Eihwaz is the vowel sound of the long I like “bite”. It actually does not get used often in runic inscriptions, and is often considered one of the more magical runes.

Anglo-saxon rune poem (from ragweedforge.com)

The yew is a tree with rough bark,
hard and fast in the earth, supported by its roots,a guardian of flame and a joy upon an estate.

Eihwaz means yew, a type of evergreen and a genus of tree that can be found in most of the northern hemisphere. It’s latin genus name is Taxus, because most of the tree is highly poisonous. It is also a very useful tree, as indicated in the poem (it burns well, lives long, has food for animals to eat (most berries by birds who are not affected by the poison). If you look up pictures online, it’s branches appear very twisty and gnarled, growing at different angles and changing direction. Yew wood also makes good material for constructing bows (for shooting arrows) and so yew trees were also favored for that reason as well. In Europe, most yew trees are found in graveyards, and so the yew is often associated with the dead, and the lands of the dead and so, the underworld.

In northern European lore about Yggdrasil, it is sometimes the Ash tree, sometimes a Yew tree. In my own personal work with it, Yggdrasil is both, and a few others. It is after all, the world tree.

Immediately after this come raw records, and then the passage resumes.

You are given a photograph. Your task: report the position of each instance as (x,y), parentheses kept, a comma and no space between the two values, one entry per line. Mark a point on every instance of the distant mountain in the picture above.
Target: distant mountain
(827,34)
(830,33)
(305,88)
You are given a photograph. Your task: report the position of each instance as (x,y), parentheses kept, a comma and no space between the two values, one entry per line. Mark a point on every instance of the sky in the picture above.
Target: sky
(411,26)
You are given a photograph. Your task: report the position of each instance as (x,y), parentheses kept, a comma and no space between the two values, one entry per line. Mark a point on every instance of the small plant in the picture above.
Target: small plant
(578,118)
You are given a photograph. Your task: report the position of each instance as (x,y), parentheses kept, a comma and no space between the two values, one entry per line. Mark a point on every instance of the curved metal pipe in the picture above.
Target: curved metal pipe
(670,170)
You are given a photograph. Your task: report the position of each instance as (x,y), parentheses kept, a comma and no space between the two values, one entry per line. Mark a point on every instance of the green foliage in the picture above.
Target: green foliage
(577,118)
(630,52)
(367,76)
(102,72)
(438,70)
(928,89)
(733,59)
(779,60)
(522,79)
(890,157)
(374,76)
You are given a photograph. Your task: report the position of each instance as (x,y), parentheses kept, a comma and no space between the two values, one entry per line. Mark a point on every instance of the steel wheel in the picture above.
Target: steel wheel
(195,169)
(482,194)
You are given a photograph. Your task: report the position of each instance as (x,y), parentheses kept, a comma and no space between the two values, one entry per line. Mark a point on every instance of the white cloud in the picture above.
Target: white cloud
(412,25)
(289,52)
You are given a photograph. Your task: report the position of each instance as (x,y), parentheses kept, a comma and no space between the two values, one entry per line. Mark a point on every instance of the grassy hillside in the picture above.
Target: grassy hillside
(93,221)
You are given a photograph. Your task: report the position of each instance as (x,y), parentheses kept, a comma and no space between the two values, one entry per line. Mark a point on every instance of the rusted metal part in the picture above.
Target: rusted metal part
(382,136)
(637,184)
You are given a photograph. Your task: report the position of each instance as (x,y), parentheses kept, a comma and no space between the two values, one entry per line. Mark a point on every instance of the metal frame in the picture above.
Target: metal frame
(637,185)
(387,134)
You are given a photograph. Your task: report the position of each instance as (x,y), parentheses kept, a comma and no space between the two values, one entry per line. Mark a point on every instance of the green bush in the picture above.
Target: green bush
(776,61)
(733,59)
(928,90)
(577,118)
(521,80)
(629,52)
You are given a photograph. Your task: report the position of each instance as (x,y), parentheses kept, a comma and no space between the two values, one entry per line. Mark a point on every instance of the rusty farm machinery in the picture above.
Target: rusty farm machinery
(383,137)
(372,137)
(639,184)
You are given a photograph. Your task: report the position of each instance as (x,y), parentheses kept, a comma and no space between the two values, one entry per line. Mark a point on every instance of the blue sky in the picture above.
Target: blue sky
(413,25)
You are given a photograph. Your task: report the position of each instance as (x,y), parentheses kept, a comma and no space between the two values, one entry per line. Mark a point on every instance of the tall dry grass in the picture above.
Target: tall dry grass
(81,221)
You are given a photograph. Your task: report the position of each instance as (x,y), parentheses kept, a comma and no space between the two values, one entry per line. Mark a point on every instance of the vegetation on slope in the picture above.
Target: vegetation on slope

It can be many things. As yew tree, it is Yggdrasil as it connects to the underworld, but also Yggdrasil as the connector and ways between worlds. For that reason, it embodies the magical forces known as sympathy and contagion. Sympathy shows how plants, minerals, animal parts, symbols and other items share connections, and by working with one, you can influence the other. Contagion is the idea that things once in contact, maintain the link. It is, in a sense, the runic expression of that constant, and so it is a way to strengthen those bonds or weaken them.
It is in that same sense, a defense rune. In this case, it is the pushing apart of those connections, creating greater and greater distance. In a sense, creating that experience of being in the wrong place, a place that is incompatible with you, and ultimately a place that does not work well with who ever or whatever is being cast out from it.